I was very young the first time I saw a widow’s walk on top of an old house somewhere in Boston where I grew up. I remember staring at the banisters for a long time, wondering why anyone would ever want stairs on a roof.
I was told this perch was a widow’s walk created for women waiting for their men to return from the sea. I was enchanted. I imagined a beautiful woman with long full skirts, a lace bodice, the wind blowing through her hair, pacing back and forth, anxious for her lover to return home. Such a romantic notion! Of course, the sad truth was that many did not return, so perhaps the name was apt.
The dictionary tells us a widow’s walk is a railed, rooftop platform typically built on a coastal house, and originally designed to observe vessels at sea. Wikipedia says a widow’s walk was also known as a “widow’s watch, or captain’s walk and the name is said to come from the wives of mariners, who would watch for their spouses’ return, often in vain as the ocean took the lives of their men.”
I’ve always believed widow’s walks were a particularly New England device, but I’ve found them in many places, open and enclosed.
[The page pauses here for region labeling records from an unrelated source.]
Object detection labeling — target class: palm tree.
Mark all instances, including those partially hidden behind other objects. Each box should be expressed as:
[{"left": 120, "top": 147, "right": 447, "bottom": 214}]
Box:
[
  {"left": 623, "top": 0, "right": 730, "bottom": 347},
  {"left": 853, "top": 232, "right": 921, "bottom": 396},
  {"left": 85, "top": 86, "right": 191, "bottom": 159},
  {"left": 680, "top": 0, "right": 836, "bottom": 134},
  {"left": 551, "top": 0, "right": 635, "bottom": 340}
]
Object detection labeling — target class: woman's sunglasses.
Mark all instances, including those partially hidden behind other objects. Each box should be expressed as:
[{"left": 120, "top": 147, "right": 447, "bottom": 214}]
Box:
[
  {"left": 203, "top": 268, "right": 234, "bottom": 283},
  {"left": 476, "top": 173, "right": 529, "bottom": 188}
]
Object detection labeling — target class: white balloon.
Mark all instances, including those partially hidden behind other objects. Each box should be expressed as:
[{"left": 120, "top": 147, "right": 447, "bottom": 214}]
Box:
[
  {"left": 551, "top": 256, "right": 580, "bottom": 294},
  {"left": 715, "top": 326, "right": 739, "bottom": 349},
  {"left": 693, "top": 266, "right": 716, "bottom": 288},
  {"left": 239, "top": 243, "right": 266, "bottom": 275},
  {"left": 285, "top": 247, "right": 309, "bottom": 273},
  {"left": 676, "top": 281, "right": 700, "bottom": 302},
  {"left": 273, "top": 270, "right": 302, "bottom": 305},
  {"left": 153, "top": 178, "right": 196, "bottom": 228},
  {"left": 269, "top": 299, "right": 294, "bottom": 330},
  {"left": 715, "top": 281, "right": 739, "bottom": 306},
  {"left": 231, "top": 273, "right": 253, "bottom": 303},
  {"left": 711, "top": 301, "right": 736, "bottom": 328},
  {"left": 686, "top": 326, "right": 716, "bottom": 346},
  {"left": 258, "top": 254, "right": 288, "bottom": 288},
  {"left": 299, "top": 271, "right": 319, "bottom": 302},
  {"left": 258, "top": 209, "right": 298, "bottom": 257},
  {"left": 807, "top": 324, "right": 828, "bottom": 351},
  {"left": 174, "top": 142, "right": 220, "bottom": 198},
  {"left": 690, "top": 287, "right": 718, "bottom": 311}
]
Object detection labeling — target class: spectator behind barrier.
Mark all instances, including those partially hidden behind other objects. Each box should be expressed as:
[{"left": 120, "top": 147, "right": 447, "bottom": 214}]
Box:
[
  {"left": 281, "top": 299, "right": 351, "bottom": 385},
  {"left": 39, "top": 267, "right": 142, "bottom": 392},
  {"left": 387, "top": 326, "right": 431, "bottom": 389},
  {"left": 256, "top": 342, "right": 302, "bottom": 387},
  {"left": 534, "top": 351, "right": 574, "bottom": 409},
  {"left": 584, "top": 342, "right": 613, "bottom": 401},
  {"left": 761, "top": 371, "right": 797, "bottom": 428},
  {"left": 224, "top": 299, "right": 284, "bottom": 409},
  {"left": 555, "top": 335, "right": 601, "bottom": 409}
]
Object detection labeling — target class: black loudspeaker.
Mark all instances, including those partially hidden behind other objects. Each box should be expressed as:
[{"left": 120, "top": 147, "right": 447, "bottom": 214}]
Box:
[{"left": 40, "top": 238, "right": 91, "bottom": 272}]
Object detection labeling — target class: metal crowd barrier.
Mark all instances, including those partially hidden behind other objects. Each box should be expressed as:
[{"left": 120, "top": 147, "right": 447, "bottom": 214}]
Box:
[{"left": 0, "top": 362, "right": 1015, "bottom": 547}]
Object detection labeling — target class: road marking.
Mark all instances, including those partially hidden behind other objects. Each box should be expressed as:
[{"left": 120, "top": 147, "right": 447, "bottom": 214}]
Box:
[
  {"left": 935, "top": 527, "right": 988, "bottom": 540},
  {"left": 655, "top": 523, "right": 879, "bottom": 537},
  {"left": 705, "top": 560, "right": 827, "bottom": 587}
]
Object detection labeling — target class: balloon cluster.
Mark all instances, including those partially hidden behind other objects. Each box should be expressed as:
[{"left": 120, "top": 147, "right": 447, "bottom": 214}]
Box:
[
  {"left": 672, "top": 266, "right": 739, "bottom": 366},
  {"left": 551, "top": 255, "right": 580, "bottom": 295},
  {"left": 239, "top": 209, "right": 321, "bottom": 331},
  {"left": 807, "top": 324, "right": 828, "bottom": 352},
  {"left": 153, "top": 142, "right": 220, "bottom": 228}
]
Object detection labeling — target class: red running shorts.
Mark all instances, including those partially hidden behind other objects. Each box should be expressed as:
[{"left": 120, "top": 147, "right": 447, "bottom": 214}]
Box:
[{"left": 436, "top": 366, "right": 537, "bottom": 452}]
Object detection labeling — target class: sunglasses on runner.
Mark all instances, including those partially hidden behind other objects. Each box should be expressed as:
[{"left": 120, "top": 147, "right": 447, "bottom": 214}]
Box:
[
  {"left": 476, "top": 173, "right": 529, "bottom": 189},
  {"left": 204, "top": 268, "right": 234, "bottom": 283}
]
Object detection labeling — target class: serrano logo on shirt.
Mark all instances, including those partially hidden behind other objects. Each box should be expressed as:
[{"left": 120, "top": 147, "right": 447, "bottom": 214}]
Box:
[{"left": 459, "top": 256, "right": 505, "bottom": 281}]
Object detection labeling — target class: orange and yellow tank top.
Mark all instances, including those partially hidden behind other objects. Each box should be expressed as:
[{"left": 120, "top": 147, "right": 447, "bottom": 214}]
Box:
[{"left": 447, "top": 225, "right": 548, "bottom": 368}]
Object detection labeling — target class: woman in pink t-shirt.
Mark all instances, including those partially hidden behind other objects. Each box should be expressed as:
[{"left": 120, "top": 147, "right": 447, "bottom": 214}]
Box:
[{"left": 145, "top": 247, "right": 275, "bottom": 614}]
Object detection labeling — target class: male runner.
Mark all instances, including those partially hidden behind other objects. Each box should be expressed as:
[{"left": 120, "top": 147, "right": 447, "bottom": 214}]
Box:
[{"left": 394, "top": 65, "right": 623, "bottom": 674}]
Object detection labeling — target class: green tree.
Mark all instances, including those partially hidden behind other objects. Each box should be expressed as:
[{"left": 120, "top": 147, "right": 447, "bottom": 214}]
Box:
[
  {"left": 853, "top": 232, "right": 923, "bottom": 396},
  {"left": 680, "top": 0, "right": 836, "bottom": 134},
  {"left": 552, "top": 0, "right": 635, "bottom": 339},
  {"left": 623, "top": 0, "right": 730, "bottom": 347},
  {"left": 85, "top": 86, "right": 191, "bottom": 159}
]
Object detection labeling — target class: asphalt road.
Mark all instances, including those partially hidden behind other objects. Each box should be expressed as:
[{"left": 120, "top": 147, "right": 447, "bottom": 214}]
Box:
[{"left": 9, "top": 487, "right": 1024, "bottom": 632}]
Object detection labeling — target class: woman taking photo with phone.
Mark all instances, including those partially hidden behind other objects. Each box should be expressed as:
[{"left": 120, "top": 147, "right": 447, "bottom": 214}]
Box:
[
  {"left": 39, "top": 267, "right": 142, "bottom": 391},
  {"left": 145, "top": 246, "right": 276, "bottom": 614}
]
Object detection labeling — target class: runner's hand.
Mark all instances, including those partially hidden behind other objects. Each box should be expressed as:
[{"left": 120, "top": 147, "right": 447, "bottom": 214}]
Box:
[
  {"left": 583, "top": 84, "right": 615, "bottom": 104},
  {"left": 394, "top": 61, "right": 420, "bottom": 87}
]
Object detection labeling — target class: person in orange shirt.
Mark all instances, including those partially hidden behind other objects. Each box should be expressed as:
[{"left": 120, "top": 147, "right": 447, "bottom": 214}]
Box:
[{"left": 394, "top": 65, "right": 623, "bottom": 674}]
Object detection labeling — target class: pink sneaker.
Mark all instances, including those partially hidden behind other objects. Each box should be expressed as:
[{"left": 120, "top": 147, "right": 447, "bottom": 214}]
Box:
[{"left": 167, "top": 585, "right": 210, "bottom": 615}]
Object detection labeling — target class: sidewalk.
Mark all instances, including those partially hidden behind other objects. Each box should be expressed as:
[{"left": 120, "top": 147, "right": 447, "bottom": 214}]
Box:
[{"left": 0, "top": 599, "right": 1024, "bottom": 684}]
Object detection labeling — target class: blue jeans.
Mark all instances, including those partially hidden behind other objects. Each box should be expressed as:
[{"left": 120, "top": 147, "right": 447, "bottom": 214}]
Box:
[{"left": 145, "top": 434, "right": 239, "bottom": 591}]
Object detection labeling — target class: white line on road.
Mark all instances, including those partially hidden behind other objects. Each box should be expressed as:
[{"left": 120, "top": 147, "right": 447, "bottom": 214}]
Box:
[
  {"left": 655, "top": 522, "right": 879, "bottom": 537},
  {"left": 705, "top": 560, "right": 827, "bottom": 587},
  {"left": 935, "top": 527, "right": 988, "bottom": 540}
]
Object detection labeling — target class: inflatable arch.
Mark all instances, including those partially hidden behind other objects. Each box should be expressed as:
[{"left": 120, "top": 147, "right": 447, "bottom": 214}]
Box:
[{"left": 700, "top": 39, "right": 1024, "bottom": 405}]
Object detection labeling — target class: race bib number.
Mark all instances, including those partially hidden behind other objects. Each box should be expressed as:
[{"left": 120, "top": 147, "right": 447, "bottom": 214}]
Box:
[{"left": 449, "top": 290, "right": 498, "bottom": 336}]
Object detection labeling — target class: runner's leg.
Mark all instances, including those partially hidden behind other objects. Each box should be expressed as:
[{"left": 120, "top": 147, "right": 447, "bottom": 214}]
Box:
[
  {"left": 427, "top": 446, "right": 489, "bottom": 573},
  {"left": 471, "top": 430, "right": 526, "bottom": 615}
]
Here’s one in San Francisco. Perhaps a slice of the sea is still visible from its location.
Here’s another in St. Helena, California – wine country, not a wave in sight, well, not unless you travel a good number of miles due west. Was it simply an architectural trifle carried from the east coast, or built to watch the laborers working in the vineyards?
Wikipedia goes on to explain that widow’s walks were a standard feature of Italianate architecture, very popular in North American coastal communities, a variation of the Italianate cupola also known as a belvedere, a high maintenance device prone to leaks. Since they were frequently built around a chimney, their real use was to allow access to pour sand down a burning flue in case of fire.